Gary Welsh, attorney and publisher of the blog Advance Indiana, died yesterday in an apparent suicide.
Welsh was not only the most prolific blogger in Indianapolis, he was one of the oldest (starting in 2005, even before me) and certainly one of the most controversial.
He also had a strong claim to make for himself as being the most important working journalist in Indianapolis.
I never met Welsh in person. He was a gay Republican with strong Tea Party views expressed in a style of nearly perpetual moral indignation. While he was no fan of local Democrats, he had as much if not more ire for his fellow Republicans, whom he saw as being part of a bipartisan kleptocracy. He was also known for posting tin-foil hat style conspiracy theories in which the CIA loomed large.
Gary always struck me as one of those colorful characters that makes a city a city, not just an overgrown small town. Whatever people might think of them, cities are always diminished when they pass away or leave.
What distinguished Gary was that despite some of his crackpot ideas, he did an amazing amount of original investigative journalism, and broke many stories over the years. I myself on infrequent occasions would send him tips when the topic might be too hot for me to personally write about. I presume many others did similarly, using Welsh as a back channel outlet for news that would otherwise not be reported. I had a very well respected local reporter tell me not long ago that more than one of Welsh’s local stories and theories checked out.
The thing I always liked about Welsh’s framing of stories is that he focused on the history of people and their connections to each other.
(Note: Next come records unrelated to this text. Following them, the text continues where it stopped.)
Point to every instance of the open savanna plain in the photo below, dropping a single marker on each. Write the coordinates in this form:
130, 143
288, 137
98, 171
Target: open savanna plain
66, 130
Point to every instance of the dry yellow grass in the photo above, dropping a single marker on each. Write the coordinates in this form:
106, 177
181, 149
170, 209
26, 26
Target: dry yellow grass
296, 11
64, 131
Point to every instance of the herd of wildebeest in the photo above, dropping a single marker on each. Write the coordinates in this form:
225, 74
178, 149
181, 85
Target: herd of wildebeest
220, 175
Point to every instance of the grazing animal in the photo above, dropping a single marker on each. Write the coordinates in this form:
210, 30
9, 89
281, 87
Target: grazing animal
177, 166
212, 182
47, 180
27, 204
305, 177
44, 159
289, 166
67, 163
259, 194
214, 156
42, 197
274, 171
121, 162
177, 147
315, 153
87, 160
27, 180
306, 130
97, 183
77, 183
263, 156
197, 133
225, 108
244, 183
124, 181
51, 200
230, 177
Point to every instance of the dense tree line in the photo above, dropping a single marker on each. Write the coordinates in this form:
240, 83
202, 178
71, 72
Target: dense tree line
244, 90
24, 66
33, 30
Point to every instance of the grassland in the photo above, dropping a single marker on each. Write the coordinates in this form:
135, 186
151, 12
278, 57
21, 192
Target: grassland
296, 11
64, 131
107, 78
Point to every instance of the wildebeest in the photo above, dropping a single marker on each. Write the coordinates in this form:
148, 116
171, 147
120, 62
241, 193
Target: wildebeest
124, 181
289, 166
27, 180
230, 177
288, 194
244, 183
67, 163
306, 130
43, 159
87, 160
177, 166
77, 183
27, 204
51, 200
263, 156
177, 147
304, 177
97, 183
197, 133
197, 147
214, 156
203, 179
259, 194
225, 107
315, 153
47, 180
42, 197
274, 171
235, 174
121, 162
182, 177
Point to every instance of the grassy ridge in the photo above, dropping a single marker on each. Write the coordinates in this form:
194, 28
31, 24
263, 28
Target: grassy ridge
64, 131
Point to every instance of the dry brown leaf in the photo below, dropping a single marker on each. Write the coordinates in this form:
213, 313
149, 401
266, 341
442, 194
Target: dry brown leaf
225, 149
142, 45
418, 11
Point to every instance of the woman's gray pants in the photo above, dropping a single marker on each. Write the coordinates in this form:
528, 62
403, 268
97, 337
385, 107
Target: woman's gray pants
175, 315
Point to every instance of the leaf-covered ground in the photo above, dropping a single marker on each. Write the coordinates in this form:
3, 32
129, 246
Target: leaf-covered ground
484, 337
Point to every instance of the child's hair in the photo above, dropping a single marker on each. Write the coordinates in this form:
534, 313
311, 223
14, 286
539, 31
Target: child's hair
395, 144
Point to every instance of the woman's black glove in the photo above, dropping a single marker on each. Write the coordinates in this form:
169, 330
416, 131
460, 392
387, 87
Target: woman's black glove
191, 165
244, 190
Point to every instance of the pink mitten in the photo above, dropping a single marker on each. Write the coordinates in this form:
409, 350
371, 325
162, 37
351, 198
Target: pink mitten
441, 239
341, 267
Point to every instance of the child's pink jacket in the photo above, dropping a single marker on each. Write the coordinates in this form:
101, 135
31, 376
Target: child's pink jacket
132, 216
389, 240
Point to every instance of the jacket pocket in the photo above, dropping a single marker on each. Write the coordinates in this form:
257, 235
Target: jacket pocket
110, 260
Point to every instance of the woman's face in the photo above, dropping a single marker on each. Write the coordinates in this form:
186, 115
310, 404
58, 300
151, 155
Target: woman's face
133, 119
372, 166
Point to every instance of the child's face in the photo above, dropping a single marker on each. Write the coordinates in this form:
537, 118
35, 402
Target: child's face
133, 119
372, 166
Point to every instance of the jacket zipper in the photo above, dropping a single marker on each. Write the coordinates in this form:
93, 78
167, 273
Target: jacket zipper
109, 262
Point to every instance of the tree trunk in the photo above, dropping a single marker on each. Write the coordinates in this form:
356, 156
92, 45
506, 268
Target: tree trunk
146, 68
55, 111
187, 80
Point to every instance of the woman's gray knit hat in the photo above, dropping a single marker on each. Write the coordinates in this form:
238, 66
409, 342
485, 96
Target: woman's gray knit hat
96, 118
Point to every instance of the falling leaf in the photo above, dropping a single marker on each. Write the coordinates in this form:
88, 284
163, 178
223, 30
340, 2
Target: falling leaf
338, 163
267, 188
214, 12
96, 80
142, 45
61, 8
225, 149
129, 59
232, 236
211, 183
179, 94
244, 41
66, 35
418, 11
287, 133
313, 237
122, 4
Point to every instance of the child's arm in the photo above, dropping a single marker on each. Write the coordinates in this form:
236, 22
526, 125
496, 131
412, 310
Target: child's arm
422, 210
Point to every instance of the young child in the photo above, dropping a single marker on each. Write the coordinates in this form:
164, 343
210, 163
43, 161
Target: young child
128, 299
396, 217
This is something you rarely see in journalism today outside of purely political connections. He’d note, for example, that so and so was married to the daughter of a particularly influential poobah. Or that certain people were college roommates, or how they were aides of former politicians recycling in and out of particular politically connected firms.
Now, how much of this was actually accurate? I don’t know. I presume most of the connection info was factually correct or someone would have corrected it. I do believe he probably overplayed the significance of relationships since even in a city as large as Indianapolis, everybody is connected to everybody at some level. But he told a stories in the way that few journalists do today in the local media world. The kinds of stories you typically find in long form magazine profiles.
While he may have done it imperfectly, Gary Welsh was doing important journalistic work that will not get done anymore. The decline of newspapers means that staffs and budgets for journalists have fallen dramatically. Too often today, esp. at chain newspapers like those owned by Gannett, reporters and editors are rotated in and out among various cities, and don’t necessarily have deep knowledge of a place, the people, and their connections. Also, there’s very little stomach today for papers in smaller markets to pick a fight with city government and the local establishment. Bloggers like Welsh with a fearless spirit and some political history to inform it helped fill that gap.
Speaking of the decline of journalism, you’ll notice that neither I nor others I have seen commenting on this have provided an overview of Gary’s body of work. That’s a shame. Somebody should really go back and put together a greatest hits article highlighting his greatest scoops, his best rants, his craziest conspiracy theories, and even his best obituaries. (Welsh didn’t hesitate to criticize the recently deceased, so certainly does not mind the mixed feelings with which many are writing about him today). There’s just so much stuff that it would be a big task. The fact that it probably won’t be done testifies to how needed his work was and how much it will be missed.